Striking a Balance Between Efficiency & Safety
There is currently a highly unusual merging of the commercial desires of shipowners and the more idealistic demands of the regulators whether at the IMO, in Brussels or many other shipping centers. The catalyst is the growing societal concern for the environment.
Shipowners prefer ships that give them optimum performance and identifiable savings on running costs if they can be delivered at a competitive price. The current regulatory focus on environmental issues is providing such a challenge to ship designers. The energy-efficient ship of the future will burn less fuel, thereby emitting less CO2, SOx and NOx providing a win-win for the owners, the regulators and society.
As shipowners endeavor to establish a balance between design and operational issues that provide the desired gains in efficiency and environmental compliance, so too must their classification society endeavor to strike a balance between supporting these environmental initiatives and promoting the safety of the ships and their crews. This has been and will continue to be ABS’ focus as it assists in the development of these new, innovative approaches to energy-efficient designs.
There is no better example of the commercial versus idealistic positioning than the current debate over the Energy Efficiency Design Index or EEDI. This well-intentioned regulatory initiative, as originally proposed, carried the risk of diluting existing safety standards. The easiest way for a designer to meet or exceed the EEDI requirement is to reduce the installed power of the vessel by reducing the design speed.
It may be the easiest way but not necessarily the best approach. The installed power should be reduced by decreasing the power requirement without sacrificing the margin required for safe operation.

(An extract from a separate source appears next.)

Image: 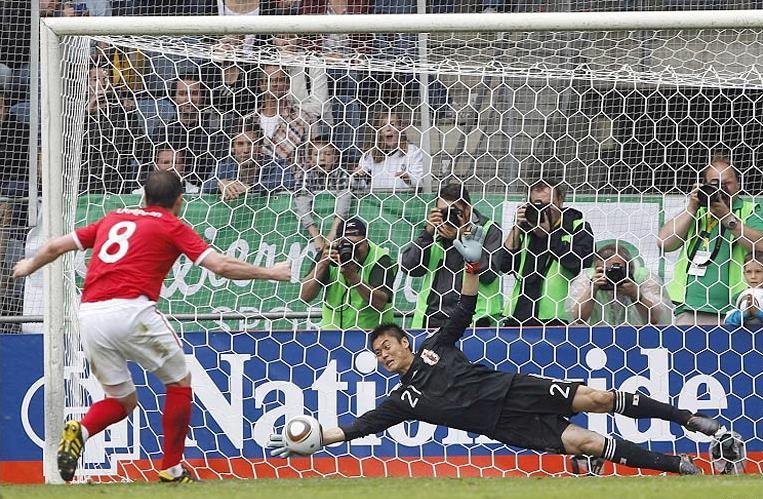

The lack of adequate power to maintain safe operation in adverse weather or when maneuvering, has been a long-standing complaint of many shipowners.
The prospect of a future generation of under-powered vessels being spawned by the EEDI is simply unacceptable from a safety perspective and ABS was among the first to raise concern within the IMO of the consequences of their proposal.
ABS is of the opinion that, as urgent and necessary as environmental improvements may be, there needs to be considerable progress if the shipping industry is to meet the dual goals of promoting environmental compliance while, at the same time, promoting safety and commercial efficiencies.
Fortunately ABS also believes there is ample scope for enhancements in ship design and operations that will allow these improvements to be made. Those improvements will be through increased optimization of existing standard design bulk carrier and tanker hull forms to improve performance and reduce resistance in a seaway.
There will be improvements in propeller design and the associated water flow using advanced computational fluid dynamics (CFD). There will be improvements that stem from a better understanding of how biofouling increases resistance and degrades performance. In addition to further improvements in existing engine performance, there will also be step changes in operations, such as the growing adoption of flexible fuel engines that are able to burn gas, heavy fuel oils, distillates and even biodiesel.
There will also be increased research into and adoption of completely new technologies such as the application of nanotechnology to marine systems and coatings and the use of air lubrication to reduce the friction of the hull by injecting bubbles and creating air films or an air cavity. Full-scale and large model tests of air lubrication are being conducted with encouraging results.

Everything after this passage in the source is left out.